![]() |
Rómulo Gallegos (Caracas, 1884 - 1969) |
(Publicado por primera vez con el título
de "Las rosas" en El Cojo Ilustrado el 19 de enero de 1910. Luego fue
incluido en Los aventureros. Caracas, 1913.)
I
"Ciego, ni un rayo
de luz penetraba en su cerebro y en torno suyo llovía sol profusamente.

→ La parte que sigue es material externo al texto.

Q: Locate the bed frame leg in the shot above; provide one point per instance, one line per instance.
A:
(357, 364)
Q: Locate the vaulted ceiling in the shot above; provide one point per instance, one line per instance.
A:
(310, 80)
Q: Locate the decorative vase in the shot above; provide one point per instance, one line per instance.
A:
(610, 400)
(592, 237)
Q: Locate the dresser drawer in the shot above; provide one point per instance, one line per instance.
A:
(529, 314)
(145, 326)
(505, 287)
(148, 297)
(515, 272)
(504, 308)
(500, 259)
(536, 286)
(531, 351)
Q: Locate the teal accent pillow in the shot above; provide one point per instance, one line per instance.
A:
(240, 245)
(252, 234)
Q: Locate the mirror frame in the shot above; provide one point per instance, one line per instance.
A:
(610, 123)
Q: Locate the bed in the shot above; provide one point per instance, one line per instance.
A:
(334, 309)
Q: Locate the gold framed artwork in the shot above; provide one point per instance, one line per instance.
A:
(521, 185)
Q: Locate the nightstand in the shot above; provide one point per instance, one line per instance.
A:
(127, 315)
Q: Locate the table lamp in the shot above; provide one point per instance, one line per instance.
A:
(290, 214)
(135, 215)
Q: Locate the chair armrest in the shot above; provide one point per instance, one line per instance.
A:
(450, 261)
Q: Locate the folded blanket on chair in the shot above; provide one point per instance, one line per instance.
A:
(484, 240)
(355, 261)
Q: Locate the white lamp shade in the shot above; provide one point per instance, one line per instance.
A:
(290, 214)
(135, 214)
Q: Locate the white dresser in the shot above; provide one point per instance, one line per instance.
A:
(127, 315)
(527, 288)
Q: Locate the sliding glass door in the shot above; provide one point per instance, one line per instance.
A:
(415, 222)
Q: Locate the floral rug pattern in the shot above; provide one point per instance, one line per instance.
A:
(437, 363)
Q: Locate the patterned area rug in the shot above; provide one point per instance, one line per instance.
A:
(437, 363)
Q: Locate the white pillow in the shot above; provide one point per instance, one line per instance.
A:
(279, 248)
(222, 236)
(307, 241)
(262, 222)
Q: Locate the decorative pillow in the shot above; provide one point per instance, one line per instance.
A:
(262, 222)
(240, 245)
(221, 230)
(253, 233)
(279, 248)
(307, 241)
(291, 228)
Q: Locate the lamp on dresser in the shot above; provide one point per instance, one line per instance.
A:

Estaba
de pie, a la vera del camino, extendiendo la mano implorante hacia el ruido de
todos los pasos y formaba un claroscuro sugerente y trágico aquélla su tiniebla
interna en mitad de la campiña coruscante".
Y, terminando de
escribir las anteriores palabras, al pie del boceto que del aludido mendigo
hiciera al pasar, Hilario Altares, se hundía en la hamaca que acababa de ser
colgada para él, en la menos sucia y más ventilada pieza de la posada "El
Mamoral" donde se alojaba aquella mañana cuando el cansancio de las
anteriores jornadas forzosas le impidiera continuar el viaje.
"Ni un rayo de luz
penetraba en su tiniebla...".
Murmuró con vago acento,
sumergiéndose en la calma bochornosa de la hora, voluptuosamente, entrecerrando
los ojos ofuscados por el intenso resplandor que arrojaba el trozo soleado de
paisaje que ante él recortaba él marco de la puerta.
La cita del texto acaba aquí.